Ministerstwo środowiska odpowiada na zarzuty w/s Puszczy Białowieskiej: Musimy działać niezwłocznie
„Polskę oskarża się o wycinkę komercyjną. Nic bardziej mylnego – usuwanie drzew ma wyłącznie charakter ochronny. Na terenie Puszczy Białowieskiej występuje nie tylko epidemia kornika, ale także innych patogenów, które niszczą drzewostany i siedliska”
– podkreślił prof. Jan Szyszko, minister środowiska.
Minister środowiska zwrócił uwagę, że na terenie białoruskiej części Puszczy Białowieskiej nie doprowadzono do ekspansji kornika i innych patogenów.
„Gdyby rząd PO-PSL dział rozsądnie i gdyby wydano zgodę kilka lat temu na usunięcie kilkudziesięciu drzew, nie mielibyśmy dzisiaj takich kłopotów z destrukcją na terenie Puszczy Białowieskiej”
– powiedział.
„Aby rozwiązać problem inwazji kornika podzieliliśmy Puszczę Białowieską na dwie części. W 1/3 terenu nadleśnictw gospodarczych (czyli na ponad 17 tys. ha) nie są podejmowane żadne działania, zgodnie z postulatami tzw. „ekologów”. Pozostała część Puszczy (blisko 34 tys. ha) jest poddawane działaniom ochronnym, zgodnym z wymogami programu Natura 2000. Działania te polegają na usuwaniu z Puszczy Białowieskiej zarażonych drzew i mają na celu zapobieganie rozszerzania się chorób”

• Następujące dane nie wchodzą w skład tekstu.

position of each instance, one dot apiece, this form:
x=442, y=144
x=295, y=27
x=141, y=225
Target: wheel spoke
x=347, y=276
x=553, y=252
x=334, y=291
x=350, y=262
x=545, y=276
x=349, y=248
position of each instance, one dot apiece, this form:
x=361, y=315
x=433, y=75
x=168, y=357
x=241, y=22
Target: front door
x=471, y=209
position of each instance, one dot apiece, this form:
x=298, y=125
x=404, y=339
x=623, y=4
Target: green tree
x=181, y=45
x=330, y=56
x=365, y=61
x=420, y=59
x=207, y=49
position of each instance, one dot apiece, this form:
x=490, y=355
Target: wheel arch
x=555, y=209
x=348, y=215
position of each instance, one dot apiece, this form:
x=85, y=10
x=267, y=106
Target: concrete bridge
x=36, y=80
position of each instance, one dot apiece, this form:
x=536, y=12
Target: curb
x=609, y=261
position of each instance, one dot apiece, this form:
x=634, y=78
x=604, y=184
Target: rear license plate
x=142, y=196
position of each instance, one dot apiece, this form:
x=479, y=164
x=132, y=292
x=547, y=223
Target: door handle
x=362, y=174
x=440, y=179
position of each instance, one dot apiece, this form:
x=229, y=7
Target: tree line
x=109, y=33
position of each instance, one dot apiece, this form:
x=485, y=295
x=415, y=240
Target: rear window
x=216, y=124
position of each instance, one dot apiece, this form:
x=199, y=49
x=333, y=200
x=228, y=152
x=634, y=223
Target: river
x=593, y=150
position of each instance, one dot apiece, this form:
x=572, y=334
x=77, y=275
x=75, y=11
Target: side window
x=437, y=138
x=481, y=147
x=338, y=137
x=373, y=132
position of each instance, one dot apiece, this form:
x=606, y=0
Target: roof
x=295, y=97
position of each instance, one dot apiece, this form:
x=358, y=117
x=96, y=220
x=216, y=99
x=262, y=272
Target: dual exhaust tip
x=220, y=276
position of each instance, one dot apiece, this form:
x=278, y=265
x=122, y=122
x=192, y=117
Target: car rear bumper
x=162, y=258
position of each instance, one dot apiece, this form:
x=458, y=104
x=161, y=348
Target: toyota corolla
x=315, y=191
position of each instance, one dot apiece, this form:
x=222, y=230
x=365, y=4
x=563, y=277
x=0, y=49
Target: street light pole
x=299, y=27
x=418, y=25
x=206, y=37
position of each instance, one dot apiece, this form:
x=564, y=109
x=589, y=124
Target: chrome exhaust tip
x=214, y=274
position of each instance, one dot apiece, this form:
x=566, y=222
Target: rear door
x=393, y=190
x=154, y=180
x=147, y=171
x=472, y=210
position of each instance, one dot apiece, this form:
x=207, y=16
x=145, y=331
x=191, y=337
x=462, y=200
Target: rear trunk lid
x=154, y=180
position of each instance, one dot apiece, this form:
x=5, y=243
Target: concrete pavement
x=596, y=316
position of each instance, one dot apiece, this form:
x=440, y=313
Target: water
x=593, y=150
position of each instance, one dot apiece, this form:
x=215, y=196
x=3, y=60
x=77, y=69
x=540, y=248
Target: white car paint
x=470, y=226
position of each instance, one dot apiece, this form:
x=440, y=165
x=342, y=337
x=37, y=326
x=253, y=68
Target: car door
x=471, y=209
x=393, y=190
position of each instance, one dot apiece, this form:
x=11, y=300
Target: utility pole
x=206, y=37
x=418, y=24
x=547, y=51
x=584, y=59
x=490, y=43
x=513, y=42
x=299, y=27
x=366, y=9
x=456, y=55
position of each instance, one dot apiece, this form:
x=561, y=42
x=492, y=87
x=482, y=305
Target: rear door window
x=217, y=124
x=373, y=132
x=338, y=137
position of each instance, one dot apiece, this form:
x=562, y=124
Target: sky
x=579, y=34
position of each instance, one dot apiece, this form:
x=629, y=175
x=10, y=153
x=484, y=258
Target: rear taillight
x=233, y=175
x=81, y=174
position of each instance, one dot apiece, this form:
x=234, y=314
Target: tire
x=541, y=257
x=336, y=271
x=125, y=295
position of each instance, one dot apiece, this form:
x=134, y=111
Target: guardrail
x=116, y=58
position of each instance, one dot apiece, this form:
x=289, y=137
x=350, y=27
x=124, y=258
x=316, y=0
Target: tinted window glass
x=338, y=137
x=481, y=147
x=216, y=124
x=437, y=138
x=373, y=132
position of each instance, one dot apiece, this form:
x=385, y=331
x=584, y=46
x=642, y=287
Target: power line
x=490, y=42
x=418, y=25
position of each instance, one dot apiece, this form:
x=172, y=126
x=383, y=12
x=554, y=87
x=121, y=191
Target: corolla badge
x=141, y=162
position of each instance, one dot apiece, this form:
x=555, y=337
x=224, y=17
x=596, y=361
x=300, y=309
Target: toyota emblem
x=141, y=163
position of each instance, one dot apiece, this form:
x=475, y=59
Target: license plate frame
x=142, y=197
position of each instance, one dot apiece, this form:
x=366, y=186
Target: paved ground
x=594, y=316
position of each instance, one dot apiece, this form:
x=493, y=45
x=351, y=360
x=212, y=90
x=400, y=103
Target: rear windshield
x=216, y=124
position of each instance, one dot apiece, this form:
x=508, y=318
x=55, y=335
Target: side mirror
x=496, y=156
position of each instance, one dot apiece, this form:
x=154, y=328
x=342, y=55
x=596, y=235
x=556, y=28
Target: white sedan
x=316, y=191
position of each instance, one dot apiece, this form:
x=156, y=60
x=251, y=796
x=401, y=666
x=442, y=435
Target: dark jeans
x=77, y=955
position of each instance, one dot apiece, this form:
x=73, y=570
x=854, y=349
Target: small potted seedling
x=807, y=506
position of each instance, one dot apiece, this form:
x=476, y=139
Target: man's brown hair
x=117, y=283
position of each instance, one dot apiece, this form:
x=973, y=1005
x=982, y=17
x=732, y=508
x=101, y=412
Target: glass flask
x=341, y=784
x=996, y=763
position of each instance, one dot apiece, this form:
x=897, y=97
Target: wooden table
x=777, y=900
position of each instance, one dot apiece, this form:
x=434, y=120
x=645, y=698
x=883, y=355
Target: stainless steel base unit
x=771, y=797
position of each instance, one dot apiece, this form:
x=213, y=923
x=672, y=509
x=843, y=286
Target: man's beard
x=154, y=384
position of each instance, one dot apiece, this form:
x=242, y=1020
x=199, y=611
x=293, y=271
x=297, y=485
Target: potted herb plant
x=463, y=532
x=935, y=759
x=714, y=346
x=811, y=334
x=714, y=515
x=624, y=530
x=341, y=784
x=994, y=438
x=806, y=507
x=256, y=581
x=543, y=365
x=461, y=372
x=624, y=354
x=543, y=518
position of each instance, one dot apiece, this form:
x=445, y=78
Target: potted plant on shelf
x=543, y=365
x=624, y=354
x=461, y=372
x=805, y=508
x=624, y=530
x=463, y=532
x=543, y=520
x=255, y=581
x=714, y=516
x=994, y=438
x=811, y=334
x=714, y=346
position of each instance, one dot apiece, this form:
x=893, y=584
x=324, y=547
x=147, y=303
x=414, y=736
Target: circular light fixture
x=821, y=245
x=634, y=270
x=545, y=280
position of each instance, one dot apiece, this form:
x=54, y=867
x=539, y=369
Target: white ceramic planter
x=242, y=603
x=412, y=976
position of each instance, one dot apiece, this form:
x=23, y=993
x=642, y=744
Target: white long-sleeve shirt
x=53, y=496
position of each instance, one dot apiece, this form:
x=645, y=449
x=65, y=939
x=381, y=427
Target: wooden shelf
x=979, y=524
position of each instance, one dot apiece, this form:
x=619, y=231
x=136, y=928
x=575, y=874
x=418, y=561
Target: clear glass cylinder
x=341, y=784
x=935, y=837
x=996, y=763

– tłumaczył minister środowiska.
„Musimy działać niezwłocznie, aby zapewnić ciągłość występowania gatunków w ramach dyrektywy ptasiej i siedliskowej”
– dodał.
Początkowo Komisja Europejska domagała się jedynie doprecyzowania definicji „bezpieczeństwa publicznego”. Po pytaniach wiceprezesa Trybunału, w jaki sposób KE chciałaby spowodować wykonanie postanowienia o wstrzymaniu wycinki, przedstawicielka KE wniosła do TSUE o podjęcie wszelkich koniecznych środków tymczasowych, by nałożyć na Polskę kary okresowe.
KE ma 4 dni na umotywowanie swojego żądania. Polska ma tyle samo czasu na odpowiedź.